Joint Colloquium: The NeST Center and Computer Science on Finding Sources in Spreading Processes was given by Prof. Krzysztof Suchecki of Warsaw University of Technology, Poland, on Nov 14, 2017.

Joint Colloquium: The NeST Center and Computer Science on Finding Sources in Spreading Processes was given by Prof. Krzysztof Suchecki of Warsaw University of Technology, Poland, on Nov 14, 2017. The phenomenon of spreading is very broad: it can mean spreading of electromagnetic waves, wind-blown seeds, diseases or information. Spreading can also happen in various environments, from simple spatial (like waves on water) to complicated networks (like information in society). Quite often, it is evident there is a spread, but it is not directly known where it came from. In case of physical phenomena, that feature constant-velocity spreading in space, it may require simple triangulation to pinpoint the source.
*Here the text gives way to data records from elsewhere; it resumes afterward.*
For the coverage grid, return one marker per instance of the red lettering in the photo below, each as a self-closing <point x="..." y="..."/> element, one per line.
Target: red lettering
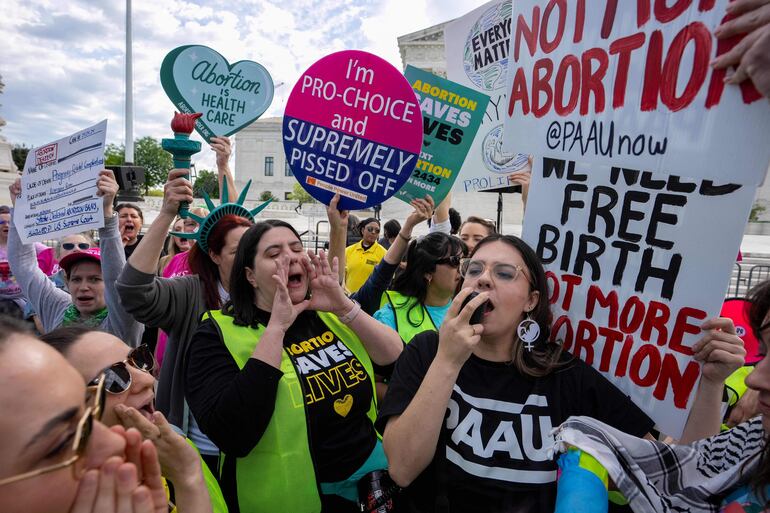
<point x="610" y="338"/>
<point x="609" y="18"/>
<point x="580" y="21"/>
<point x="592" y="80"/>
<point x="623" y="48"/>
<point x="519" y="93"/>
<point x="699" y="34"/>
<point x="528" y="32"/>
<point x="569" y="63"/>
<point x="657" y="317"/>
<point x="549" y="46"/>
<point x="610" y="301"/>
<point x="630" y="323"/>
<point x="664" y="14"/>
<point x="652" y="72"/>
<point x="571" y="280"/>
<point x="650" y="353"/>
<point x="541" y="84"/>
<point x="682" y="326"/>
<point x="642" y="12"/>
<point x="620" y="369"/>
<point x="681" y="383"/>
<point x="585" y="337"/>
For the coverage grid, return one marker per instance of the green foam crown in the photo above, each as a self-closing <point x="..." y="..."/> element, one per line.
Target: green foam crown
<point x="216" y="213"/>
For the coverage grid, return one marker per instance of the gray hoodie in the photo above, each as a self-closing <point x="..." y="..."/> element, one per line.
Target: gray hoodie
<point x="50" y="302"/>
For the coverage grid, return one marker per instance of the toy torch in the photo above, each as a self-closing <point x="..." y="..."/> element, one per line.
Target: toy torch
<point x="181" y="147"/>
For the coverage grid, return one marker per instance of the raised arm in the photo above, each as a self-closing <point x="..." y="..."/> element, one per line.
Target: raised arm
<point x="721" y="352"/>
<point x="145" y="256"/>
<point x="121" y="323"/>
<point x="378" y="282"/>
<point x="410" y="439"/>
<point x="440" y="221"/>
<point x="49" y="302"/>
<point x="223" y="149"/>
<point x="382" y="343"/>
<point x="338" y="234"/>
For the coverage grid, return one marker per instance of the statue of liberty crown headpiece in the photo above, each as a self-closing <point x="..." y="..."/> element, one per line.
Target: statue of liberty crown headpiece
<point x="216" y="213"/>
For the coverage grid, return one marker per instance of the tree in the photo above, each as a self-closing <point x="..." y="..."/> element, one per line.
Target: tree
<point x="207" y="182"/>
<point x="156" y="161"/>
<point x="148" y="153"/>
<point x="114" y="155"/>
<point x="266" y="196"/>
<point x="300" y="195"/>
<point x="19" y="153"/>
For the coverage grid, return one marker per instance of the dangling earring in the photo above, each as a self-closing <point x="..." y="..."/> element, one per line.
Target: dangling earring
<point x="528" y="332"/>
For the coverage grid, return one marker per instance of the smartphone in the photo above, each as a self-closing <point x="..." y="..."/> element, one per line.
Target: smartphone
<point x="477" y="315"/>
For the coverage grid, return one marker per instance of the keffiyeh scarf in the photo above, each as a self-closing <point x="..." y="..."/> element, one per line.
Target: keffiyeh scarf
<point x="656" y="477"/>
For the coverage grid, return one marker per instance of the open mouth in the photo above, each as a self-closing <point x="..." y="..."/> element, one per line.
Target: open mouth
<point x="295" y="280"/>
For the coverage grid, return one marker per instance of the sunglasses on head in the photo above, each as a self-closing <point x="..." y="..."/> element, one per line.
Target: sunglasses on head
<point x="453" y="260"/>
<point x="82" y="434"/>
<point x="69" y="246"/>
<point x="117" y="377"/>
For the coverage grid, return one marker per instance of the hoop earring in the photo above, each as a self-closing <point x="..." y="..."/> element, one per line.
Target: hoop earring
<point x="528" y="332"/>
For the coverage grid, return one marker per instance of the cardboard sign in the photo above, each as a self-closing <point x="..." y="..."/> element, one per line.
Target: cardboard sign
<point x="58" y="187"/>
<point x="636" y="262"/>
<point x="352" y="125"/>
<point x="477" y="57"/>
<point x="230" y="96"/>
<point x="632" y="87"/>
<point x="451" y="116"/>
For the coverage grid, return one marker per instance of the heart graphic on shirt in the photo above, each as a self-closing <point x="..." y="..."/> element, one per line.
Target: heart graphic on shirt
<point x="342" y="406"/>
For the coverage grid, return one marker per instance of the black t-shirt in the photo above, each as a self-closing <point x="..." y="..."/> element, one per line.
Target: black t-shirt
<point x="234" y="406"/>
<point x="496" y="437"/>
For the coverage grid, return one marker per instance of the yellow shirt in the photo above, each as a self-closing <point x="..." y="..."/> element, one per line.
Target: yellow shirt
<point x="359" y="264"/>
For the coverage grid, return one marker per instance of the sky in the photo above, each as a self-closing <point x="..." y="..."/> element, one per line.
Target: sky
<point x="63" y="62"/>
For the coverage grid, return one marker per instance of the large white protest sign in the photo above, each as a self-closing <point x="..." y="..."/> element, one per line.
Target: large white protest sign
<point x="58" y="187"/>
<point x="629" y="84"/>
<point x="477" y="57"/>
<point x="636" y="262"/>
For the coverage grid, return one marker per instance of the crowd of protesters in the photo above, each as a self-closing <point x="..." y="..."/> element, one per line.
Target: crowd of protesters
<point x="211" y="363"/>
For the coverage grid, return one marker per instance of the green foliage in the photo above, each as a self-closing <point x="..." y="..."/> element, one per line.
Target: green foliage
<point x="756" y="211"/>
<point x="19" y="154"/>
<point x="156" y="161"/>
<point x="266" y="196"/>
<point x="114" y="154"/>
<point x="148" y="153"/>
<point x="206" y="182"/>
<point x="300" y="195"/>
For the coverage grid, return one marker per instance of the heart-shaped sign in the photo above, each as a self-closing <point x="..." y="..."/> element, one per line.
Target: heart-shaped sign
<point x="230" y="96"/>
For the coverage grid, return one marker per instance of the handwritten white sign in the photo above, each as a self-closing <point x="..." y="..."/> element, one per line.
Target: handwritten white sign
<point x="58" y="187"/>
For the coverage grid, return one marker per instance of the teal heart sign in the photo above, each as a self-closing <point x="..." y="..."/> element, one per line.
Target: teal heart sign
<point x="230" y="96"/>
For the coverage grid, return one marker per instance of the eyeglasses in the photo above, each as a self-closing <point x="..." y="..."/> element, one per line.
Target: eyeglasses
<point x="470" y="268"/>
<point x="69" y="246"/>
<point x="117" y="377"/>
<point x="453" y="260"/>
<point x="82" y="435"/>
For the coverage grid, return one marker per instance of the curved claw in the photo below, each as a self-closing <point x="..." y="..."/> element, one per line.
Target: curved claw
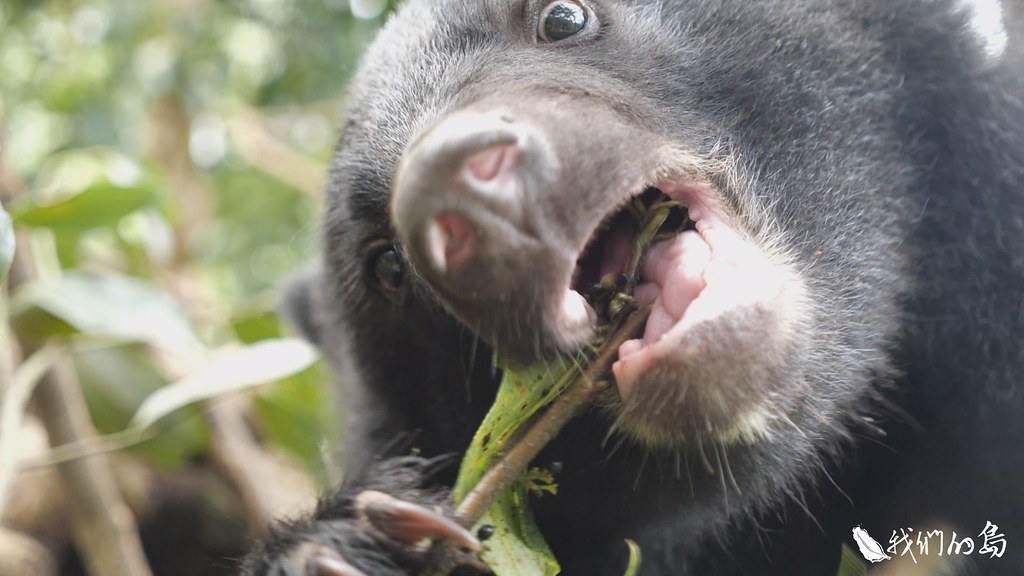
<point x="316" y="560"/>
<point x="411" y="523"/>
<point x="329" y="566"/>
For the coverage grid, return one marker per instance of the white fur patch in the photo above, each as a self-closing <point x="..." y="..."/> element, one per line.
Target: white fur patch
<point x="986" y="22"/>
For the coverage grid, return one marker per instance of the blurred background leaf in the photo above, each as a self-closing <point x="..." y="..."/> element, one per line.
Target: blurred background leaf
<point x="162" y="164"/>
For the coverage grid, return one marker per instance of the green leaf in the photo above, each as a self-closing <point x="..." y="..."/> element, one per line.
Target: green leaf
<point x="517" y="546"/>
<point x="235" y="370"/>
<point x="633" y="568"/>
<point x="522" y="393"/>
<point x="6" y="242"/>
<point x="99" y="205"/>
<point x="115" y="381"/>
<point x="296" y="415"/>
<point x="113" y="306"/>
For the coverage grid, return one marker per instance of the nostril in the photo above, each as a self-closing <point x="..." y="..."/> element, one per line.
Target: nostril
<point x="491" y="163"/>
<point x="451" y="240"/>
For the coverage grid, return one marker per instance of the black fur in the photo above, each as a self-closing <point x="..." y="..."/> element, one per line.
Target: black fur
<point x="871" y="140"/>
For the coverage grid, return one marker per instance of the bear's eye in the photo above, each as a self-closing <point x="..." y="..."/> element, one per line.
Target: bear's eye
<point x="561" y="19"/>
<point x="388" y="271"/>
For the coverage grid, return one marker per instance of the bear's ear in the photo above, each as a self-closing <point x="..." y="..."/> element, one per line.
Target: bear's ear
<point x="299" y="303"/>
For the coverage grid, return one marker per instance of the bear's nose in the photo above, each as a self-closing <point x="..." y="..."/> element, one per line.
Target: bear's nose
<point x="459" y="201"/>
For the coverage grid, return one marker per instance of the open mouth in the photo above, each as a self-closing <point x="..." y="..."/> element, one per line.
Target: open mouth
<point x="696" y="268"/>
<point x="612" y="257"/>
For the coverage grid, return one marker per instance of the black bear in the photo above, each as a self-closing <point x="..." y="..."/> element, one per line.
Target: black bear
<point x="836" y="342"/>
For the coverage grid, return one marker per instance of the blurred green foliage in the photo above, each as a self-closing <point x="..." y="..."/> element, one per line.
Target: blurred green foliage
<point x="162" y="163"/>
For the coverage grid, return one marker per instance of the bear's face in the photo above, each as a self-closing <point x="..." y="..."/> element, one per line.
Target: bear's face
<point x="478" y="191"/>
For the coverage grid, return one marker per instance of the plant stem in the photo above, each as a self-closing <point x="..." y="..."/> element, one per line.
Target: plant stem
<point x="510" y="465"/>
But if the process happens in a complex network and it also has nature so complex as to be only possible to describe in a stochastic manner (such as epidemics or information spreading) then finding a source becomes a more complicated problem.
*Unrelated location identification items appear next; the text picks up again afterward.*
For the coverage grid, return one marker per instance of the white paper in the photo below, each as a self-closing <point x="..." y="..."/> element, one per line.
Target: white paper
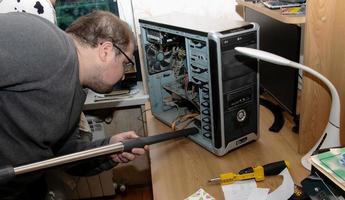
<point x="240" y="190"/>
<point x="258" y="194"/>
<point x="285" y="190"/>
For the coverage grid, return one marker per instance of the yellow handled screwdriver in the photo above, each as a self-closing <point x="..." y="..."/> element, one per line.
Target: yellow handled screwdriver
<point x="258" y="173"/>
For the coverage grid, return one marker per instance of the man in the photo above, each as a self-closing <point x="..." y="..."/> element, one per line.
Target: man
<point x="43" y="75"/>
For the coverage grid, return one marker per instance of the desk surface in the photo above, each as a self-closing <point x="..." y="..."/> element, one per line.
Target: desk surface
<point x="136" y="99"/>
<point x="276" y="14"/>
<point x="180" y="167"/>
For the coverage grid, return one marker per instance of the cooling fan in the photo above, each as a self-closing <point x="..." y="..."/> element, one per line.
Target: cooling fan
<point x="158" y="58"/>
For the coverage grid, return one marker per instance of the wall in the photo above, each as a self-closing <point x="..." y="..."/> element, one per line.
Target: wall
<point x="324" y="52"/>
<point x="146" y="8"/>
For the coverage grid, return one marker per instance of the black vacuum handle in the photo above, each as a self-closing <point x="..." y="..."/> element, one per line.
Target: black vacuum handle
<point x="142" y="141"/>
<point x="7" y="173"/>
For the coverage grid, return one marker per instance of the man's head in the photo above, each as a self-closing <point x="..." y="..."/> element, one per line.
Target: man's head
<point x="105" y="45"/>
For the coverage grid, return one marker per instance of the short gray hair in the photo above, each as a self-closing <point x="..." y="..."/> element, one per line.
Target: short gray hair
<point x="100" y="26"/>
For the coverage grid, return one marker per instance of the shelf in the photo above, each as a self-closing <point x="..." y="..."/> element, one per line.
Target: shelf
<point x="275" y="14"/>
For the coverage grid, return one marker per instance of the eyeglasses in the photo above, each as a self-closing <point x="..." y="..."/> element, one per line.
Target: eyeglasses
<point x="131" y="62"/>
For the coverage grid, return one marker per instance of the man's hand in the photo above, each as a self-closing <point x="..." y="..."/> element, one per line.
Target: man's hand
<point x="125" y="156"/>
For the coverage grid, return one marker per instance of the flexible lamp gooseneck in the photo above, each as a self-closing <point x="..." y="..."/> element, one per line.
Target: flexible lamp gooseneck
<point x="330" y="136"/>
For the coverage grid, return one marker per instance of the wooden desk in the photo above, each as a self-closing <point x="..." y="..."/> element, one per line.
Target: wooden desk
<point x="180" y="167"/>
<point x="275" y="14"/>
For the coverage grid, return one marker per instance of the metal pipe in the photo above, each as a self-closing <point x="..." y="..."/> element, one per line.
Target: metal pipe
<point x="108" y="149"/>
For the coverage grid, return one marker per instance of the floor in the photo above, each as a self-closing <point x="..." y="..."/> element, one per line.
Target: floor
<point x="142" y="193"/>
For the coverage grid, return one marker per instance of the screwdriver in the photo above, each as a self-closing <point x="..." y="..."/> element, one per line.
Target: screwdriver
<point x="258" y="173"/>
Both epidemics and information spreading share a common property - there is no total mass, energy, count, or volume conserved, as is for example in spreading waves (energy) or diffusing substances (mass/volume). Because of that, both can be modeled in similar way, for example by a basic SI (Susceptible-Infected) model. The presentation will describe some existing methods to find sources of spread in such processes and focus on a method based on maximum likelihood introduced by Pinto et.al. as well as describe derivative methods that feature much better performance, as well as improvements in accuracy.

Assume we have a network, where information or epidemic has spread, and we only know when it arrived in some specific points in the network (which we call observers). Further assumptions are that spreading always happens along shortest paths from source to any node, and that the delays on links can be approximated by normal distribution. It is then possible for each potential source in the network (every node in general) to calculate expected arrival times as well as the variances and covariance of these times. For each node we therefore have a multivariate normal distribution of arrival times at all observers. Comparing the distributions with actual observation, we can find the source that has distribution best fitting observed arrival times.
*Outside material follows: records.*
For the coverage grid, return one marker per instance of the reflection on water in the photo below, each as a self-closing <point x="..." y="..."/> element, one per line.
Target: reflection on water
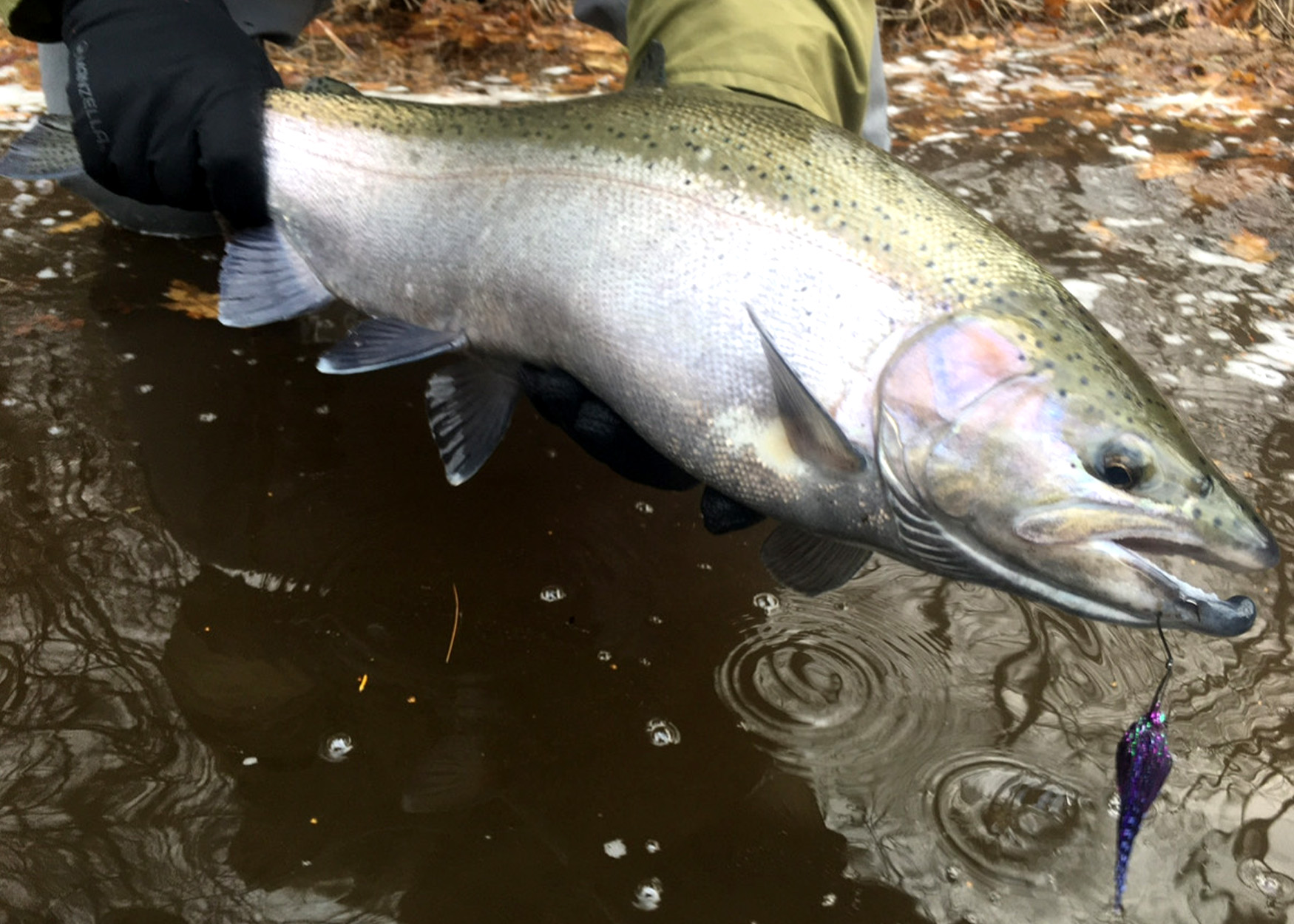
<point x="228" y="690"/>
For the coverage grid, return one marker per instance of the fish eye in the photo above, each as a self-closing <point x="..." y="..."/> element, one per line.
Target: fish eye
<point x="1121" y="463"/>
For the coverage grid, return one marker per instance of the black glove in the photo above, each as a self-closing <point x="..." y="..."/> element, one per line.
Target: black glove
<point x="605" y="435"/>
<point x="167" y="103"/>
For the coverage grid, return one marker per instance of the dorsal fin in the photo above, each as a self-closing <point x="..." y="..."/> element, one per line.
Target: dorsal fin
<point x="650" y="72"/>
<point x="810" y="430"/>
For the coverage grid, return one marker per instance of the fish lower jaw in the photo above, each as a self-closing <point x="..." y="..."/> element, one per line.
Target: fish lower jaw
<point x="1176" y="605"/>
<point x="1187" y="602"/>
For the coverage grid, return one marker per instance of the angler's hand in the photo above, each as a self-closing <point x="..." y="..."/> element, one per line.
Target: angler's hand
<point x="166" y="100"/>
<point x="605" y="435"/>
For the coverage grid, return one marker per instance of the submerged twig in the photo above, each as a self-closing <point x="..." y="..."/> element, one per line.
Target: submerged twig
<point x="453" y="634"/>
One of drawbacks of such method is that for large number N of nodes in network, the computational costs gets prohibitive, with up to fourth power of N complexity. We have proposed a derivative method that limits the considered observers, as well as smart choice of suspected nodes. We only take into account small number of observers that are closest to real source (have earliest observed time of infection), greatly decreasing computational complexity. Instead of calculating distribution for every node, we start with closest observer and follow a gradient of increasing likelihood. These changes not only greatly increase performance (complexity at worst in the order of square of N times log(N)) but also increase accuracy in scale-free network topologies.